Son frère aîné, plus célèbre et moins doué que lui, Brownie McGhee, attrapa la polio dans son enfance.
Pour s'en sortir, le jeune Brownie se construisit une voiturette de bois et confia à son petit frère la tâche de le pousser au moyen d'un bâton.
Granville prit l'habitude de garder le bâton sur lui en permanence, ce qui lui valut le sobriquet de Stick - "Bâton" - McGhee.
Cette histoire est déjà bien intéressante.

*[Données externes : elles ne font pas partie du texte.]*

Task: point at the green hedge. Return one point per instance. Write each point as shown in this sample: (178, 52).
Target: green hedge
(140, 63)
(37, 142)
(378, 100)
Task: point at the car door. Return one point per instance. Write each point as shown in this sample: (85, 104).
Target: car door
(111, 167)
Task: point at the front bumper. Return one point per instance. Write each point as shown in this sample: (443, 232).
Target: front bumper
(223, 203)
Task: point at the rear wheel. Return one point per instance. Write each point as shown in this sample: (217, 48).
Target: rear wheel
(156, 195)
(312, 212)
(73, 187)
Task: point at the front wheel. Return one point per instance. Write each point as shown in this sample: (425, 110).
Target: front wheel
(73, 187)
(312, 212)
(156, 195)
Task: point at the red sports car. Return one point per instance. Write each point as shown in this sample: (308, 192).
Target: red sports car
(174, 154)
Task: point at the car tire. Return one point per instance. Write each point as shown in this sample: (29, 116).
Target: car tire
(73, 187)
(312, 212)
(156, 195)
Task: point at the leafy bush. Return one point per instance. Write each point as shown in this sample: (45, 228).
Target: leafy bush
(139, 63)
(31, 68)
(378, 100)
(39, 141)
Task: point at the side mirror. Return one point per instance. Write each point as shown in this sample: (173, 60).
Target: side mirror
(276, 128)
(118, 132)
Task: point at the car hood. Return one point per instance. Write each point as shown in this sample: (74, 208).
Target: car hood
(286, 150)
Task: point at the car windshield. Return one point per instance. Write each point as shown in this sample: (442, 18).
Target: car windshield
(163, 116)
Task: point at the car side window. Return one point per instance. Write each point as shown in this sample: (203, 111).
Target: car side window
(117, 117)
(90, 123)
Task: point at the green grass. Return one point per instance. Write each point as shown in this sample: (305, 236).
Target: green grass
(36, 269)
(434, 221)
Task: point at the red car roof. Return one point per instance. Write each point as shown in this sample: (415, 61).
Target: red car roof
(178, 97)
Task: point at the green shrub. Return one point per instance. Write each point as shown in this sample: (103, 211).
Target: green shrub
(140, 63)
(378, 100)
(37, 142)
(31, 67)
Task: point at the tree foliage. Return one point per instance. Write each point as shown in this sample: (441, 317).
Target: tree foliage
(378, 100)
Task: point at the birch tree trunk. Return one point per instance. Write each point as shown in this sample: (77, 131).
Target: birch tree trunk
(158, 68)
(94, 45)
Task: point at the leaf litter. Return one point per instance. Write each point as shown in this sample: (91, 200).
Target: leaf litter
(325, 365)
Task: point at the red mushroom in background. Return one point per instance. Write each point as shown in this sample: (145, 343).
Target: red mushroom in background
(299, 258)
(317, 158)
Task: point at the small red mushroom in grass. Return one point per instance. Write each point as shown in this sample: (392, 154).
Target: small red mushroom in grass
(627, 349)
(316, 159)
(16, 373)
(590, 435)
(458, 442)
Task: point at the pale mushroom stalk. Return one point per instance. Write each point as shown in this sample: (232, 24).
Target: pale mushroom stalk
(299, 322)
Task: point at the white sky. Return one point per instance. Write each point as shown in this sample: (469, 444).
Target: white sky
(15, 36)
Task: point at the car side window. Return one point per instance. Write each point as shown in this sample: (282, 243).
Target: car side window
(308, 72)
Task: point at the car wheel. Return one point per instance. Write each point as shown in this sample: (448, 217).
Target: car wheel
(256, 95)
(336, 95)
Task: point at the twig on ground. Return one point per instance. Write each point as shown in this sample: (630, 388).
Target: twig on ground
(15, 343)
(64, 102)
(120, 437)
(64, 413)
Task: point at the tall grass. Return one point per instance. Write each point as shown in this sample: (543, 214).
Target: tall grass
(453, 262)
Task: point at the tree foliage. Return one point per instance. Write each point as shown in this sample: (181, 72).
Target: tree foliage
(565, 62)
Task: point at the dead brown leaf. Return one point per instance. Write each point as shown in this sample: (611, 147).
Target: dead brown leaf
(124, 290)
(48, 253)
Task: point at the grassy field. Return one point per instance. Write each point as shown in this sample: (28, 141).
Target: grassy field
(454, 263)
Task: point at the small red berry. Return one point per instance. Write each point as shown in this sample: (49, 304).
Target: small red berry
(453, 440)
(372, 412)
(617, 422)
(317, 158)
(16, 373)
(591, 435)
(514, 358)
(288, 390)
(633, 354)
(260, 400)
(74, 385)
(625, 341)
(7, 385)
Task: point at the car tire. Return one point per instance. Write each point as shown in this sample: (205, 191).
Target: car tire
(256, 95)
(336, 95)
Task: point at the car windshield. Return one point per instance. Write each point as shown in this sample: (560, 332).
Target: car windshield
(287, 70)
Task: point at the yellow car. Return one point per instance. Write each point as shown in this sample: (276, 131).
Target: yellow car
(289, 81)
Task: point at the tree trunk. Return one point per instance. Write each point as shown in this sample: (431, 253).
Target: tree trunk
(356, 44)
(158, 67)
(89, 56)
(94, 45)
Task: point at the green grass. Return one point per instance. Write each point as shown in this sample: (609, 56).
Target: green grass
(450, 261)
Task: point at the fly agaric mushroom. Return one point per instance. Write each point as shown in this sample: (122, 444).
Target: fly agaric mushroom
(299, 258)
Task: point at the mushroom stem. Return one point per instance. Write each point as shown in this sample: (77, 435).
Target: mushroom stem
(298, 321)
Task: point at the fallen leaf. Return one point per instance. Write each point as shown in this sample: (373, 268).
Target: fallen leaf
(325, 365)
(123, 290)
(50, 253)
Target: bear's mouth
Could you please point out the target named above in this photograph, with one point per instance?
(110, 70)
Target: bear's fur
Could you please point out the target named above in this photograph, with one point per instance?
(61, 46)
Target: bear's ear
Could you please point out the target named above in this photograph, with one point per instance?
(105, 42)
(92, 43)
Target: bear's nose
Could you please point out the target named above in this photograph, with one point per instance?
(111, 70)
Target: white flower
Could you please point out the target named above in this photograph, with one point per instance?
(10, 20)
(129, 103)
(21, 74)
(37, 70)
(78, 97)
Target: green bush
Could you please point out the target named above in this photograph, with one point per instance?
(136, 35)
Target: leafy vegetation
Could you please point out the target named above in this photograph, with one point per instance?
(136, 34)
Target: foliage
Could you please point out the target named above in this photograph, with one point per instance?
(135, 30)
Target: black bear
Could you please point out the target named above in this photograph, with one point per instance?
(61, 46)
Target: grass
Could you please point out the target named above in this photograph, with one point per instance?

Stick commença à jouer de la guitare à l'âge de treize ans environ. Il quitta le lycée au bout d'un an et trouva un boulot chez Eastman Kodak,
où son père était employé. Il quitta cette boîte vers 1940 et s'en alla à Portsmouth (Virginie), puis à New York, où il s'engagea dans l'armée peu
après la déclaration de guerre des Etats-Unis au Japon, en 1941. Chauffeur de camion au sein d'une unité de blanchisserie, il fut blessé dans le
Pacifique. Après avoir servi au Japon et en Corée, il revint chez lui en héros.
En cette qualité, et muni d'une pièce de monnaie, il pouvait utiliser un téléphone public.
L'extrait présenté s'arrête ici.